A LFS has some juvie nyererei, which I don't know much about. Can they be kept peacefully with other cichlids? Or should they be kept in a species tank? They are a beautiful fish, I just have never seen them in a store before so need some advice. Thx!


----------



## patrickeriksson (May 26, 2007)

Hi,

What kind of cichlids do you have now, and how big is your tank? P. nyererei can be a bit agressive but will work pretty good with most africans except for the more peaceful ones.


----------



## webgirl74 (Jan 30, 2009)

Right now I have a pair of aulonocara rubescens and a pair of protomelas taeniolatus in a 55 gallon tank and they all get along well. I was thinking of setting up another tank about the same size, and when I saw the nyererei, I couldn't believe how beautiful they are. If I do set up another tank, I'd prefer to have a few species, not just one, so I was wondering if these guys would be an option or if they need their own space.


----------



## patrickeriksson (May 26, 2007)

webgirl74 said:


> Right now I have a pair of aulonocara rubescens and a pair of protomelas taeniolatus in a 55 gallon tank and they all get along well. I was thinking of setting up another tank about the same size, and when I saw the nyererei, I couldn't believe how beautiful they are. If I do set up another tank, I'd prefer to have a few species, not just one, so I was wondering if these guys would be an option or if they need their own space.

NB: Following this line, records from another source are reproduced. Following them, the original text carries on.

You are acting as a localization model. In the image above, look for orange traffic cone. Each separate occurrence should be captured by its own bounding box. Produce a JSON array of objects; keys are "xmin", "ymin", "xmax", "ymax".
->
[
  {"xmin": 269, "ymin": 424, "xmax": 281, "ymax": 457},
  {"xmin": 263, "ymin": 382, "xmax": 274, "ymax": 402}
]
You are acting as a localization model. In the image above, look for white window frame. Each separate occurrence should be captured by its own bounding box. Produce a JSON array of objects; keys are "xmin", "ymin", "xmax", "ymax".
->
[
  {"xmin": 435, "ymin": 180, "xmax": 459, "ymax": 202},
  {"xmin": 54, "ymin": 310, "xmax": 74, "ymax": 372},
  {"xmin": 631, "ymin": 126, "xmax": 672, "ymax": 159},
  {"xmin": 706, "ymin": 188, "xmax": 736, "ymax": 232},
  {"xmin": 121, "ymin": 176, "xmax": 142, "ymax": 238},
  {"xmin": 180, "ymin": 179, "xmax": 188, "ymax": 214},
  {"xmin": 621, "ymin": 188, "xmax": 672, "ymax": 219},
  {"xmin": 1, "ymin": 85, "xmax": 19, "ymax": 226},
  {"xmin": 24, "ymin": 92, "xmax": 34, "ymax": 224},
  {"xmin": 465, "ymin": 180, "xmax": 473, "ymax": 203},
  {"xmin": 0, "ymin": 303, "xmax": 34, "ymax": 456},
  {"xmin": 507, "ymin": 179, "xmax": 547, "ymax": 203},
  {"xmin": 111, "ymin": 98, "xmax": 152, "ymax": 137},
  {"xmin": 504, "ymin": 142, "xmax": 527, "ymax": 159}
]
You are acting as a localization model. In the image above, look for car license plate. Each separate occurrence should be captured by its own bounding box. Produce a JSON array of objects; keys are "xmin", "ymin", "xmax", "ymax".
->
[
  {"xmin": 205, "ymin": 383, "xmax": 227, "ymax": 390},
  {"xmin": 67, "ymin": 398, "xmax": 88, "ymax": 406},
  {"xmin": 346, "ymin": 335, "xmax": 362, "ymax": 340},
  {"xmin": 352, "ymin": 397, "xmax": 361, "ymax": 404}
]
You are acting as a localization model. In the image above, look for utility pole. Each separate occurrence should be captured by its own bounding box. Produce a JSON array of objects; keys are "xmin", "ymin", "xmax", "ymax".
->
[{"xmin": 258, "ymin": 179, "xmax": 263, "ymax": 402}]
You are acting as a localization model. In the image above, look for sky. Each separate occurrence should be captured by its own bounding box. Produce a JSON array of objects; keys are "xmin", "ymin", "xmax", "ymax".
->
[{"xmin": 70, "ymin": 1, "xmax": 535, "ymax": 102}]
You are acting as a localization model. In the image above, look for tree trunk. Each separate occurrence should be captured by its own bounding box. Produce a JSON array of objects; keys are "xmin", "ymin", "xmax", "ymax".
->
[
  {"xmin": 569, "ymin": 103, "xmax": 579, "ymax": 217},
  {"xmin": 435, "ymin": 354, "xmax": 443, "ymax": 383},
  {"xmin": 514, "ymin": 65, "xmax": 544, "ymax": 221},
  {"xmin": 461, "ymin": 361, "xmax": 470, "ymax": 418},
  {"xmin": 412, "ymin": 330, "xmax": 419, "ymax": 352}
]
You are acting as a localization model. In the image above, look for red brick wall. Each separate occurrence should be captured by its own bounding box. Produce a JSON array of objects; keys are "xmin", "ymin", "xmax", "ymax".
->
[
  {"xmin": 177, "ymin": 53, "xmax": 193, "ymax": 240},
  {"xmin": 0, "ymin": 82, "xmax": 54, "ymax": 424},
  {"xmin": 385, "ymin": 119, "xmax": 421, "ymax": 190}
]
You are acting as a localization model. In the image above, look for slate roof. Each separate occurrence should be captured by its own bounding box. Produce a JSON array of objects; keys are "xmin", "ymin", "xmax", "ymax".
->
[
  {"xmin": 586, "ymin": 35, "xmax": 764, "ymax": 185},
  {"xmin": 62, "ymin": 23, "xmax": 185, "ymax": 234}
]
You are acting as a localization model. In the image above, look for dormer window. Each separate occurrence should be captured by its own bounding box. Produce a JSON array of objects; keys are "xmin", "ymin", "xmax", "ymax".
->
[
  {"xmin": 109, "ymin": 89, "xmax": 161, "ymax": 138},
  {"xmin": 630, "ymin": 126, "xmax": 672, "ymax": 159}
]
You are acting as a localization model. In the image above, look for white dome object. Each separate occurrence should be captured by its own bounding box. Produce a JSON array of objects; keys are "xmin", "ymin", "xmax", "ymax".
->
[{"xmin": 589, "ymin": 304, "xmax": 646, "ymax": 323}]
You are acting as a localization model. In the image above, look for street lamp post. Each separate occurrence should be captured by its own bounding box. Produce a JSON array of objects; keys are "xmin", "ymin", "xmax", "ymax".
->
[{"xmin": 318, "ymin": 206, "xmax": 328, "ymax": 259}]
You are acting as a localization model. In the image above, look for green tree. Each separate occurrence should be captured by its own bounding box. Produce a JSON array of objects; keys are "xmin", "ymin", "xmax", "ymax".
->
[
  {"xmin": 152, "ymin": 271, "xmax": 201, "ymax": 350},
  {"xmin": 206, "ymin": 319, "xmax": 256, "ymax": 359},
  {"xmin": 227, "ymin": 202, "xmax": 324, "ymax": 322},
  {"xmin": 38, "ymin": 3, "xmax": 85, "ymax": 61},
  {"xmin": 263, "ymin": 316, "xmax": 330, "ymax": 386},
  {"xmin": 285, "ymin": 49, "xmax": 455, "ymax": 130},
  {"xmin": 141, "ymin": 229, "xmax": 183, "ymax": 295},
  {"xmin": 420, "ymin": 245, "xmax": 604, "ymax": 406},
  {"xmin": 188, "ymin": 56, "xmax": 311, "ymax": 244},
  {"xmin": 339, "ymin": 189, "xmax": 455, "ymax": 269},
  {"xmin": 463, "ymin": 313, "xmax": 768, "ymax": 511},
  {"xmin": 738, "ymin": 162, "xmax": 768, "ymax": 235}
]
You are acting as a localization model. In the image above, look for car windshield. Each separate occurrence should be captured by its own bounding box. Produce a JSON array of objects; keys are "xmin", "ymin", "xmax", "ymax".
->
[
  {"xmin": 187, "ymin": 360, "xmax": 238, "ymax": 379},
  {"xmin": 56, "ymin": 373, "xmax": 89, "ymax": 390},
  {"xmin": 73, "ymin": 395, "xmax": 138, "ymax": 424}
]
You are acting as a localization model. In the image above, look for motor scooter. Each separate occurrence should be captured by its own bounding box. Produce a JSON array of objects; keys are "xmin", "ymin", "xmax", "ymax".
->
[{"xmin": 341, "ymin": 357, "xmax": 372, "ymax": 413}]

You can keep two species of vic's in a 55 gallon tank but you should make sure that they are not too similar looking. Females of different species often look very similar and there are good chances of crossbreeding. Species that are not all that difficult to find and should work well with P. nyererei is Astatotilapia latifasciata (often called zebra obliquens) from Lake Kyoga/Nawampasa and Paralabidochromis sp. "rock kribensis".


----------



## nick a (Apr 9, 2004)

They will do well with most Mbuna also. The reds of the Vics + the blues & yellows of the mbuna makes for a very nice looking tank.


----------



## webgirl74 (Jan 30, 2009)

patrickeriksson said:


> webgirl74 said:
> 
> 
> > Right now I have a pair of aulonocara rubescens and a pair of protomelas taeniolatus in a 55 gallon tank and they all get along well. I was thinking of setting up another tank about the same size, and when I saw the nyererei, I couldn't believe how beautiful they are. If I do set up another tank, I'd prefer to have a few species, not just one, so I was wondering if these guys would be an option or if they need their own space.
> ...


I've heard rock kribs are very aggressive. Will they hassle the other fish too much? A LFS had some when I was there a few weeks ago and they looked nice, but I'm concerned about getting aggressive species as I can't afford the space for a 75+ gallon tank.


----------



## samaki (Oct 25, 2002)

Hi Patrick was talking about H.sp"rockribensis" this ,is an haplochromis from Victoria lake, the kribensis is a west Africa species, living mostly in river the first isd a maternal mouth brooder the second an open substrate spawner. they are not the same fish.
xris


----------